NEW YORK (TheStreet) -- Shares of Facebook (FB) were falling nearly 5% on Thursday morning after the company posted better-than-expected results for the 2016 third quarter, but gave a cautious outlook for 2017.
On the conference call, CFO David Wehner said the company expects ad revenue growth rates to "come down meaningfully." Wehner also said 2017 would be an "aggressive" investment year.
"Those three words 'meaningfully, aggressive and substantial' they overshadowed everything, which I think is ridiculous," TheStreet's Jim Cramer said on CNBC's "Squawk on the Street" this morning.
"You saw the stock drop when they talked about a meaningful decline in the rate of the amount of money that's going to come in from advertising, ad load, and they said they have to spend money substantially and aggressively and that just freaked everybody out," Cramer explained.
But Cramer noted that this didn't amount to a guidance cut. "It amounted to them spending money to be able to make it so the user experience is great across a whole host of things," he said.
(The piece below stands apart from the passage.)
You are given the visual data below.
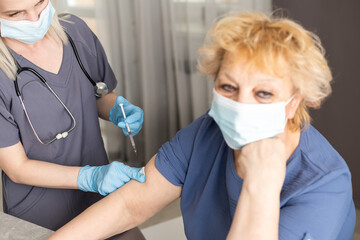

Cramer contended that the quarter was "remarkable" and the conference call was "unbelievable."
"I'm not backing away from it one bit and I'm not cutting numbers," he added.
"Those three words were fighting words meaning that you should take your 2018 (earnings estimates) down from $7 (per share) to maybe $6.50, maybe to $6.20. I do not think that was correct," Cramer said, noting that was the "knee-jerk reaction" to the conference call.